L’ouverture des musées sept jours sur sept créé la polémique
MUSEE•Le Louvre, le musée d’Orsay et le château de Versailles vont inaugurer l’expérimentation de l’accueil du public toute la semaine...Benjamin Chapon
Passée relativement inaperçue au milieu de la communication du budget de l’Etat pour 2015, l’annonce de l’ouverture, sept jours sur sept, des musées du Louvre d’Orsay et du château de Versailles fait débat depuis plusieurs mois.

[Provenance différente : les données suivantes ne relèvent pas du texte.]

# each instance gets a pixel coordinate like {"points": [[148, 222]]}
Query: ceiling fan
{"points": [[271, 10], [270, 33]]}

Fleur Pellerin, ministre de la Culture, a annoncé que cette réforme ne se ferait pas avant trois ans, le temps de mener des «concertations avec l’ensemble des partenaires» et des «études d’impact sur l’affluence et sur les recettes.» Mais en coulisses, la controverse est déjà violente.
L’exemple étranger
Pour justifier cette réforme, ses défenseurs rappellent que plusieurs grands musées anglo-saxons, de Londres à New York et Berlin, et certains musées espagnols, ouvrent déjà sept jours sur sept. Certains d’entre eux sont également gratuits (voir encadré).
L’ouverture sept jours sur sept fait partie d’une réflexion générale sur un meilleur accueil du public et un confort accru de la visite des musées. Les trois établissements sélectionnés frôlant la saturation. Or, les anti 7/7 craignent que cette réforme horaire n’améliore en rien les visites. Bien au contraire.
Ouvrir pour mieux fermer
«La difficulté majeure est le nettoyage des salles, reconnaît Anna Saunders, en charge de la logistique au British Museum. Nous fermons certaines salles au cours de la journée pour quelques heures.» Des salles sont également fermées, en cours de journées, pour permettre aux conservateurs le travail sur des œuvres, qu’il s’agisse de mouvements d’œuvres (prêts, restaurations, études…) ou d’études sur place.
Pour réaliser l’ampleur des travaux réalisés les jours de fermeture, il suffit de taper le mot-dièse #jourdefermeture sur Twitter où de nombreux musées, de toutes tailles, postent des images des agents au travail.
Le secret de la pyramide
Henri Loyrette, qui a largement développé l’activité de mécénat quand il était président du musée de Louvre, a rappelé que le mardi, jour de fermeture, était devenu le jour d’accueil des grands mécènes. Quasiment chaque mardi soir, la pyramide du Louvre est par ailleurs louée à prix d’or pour des événements privés.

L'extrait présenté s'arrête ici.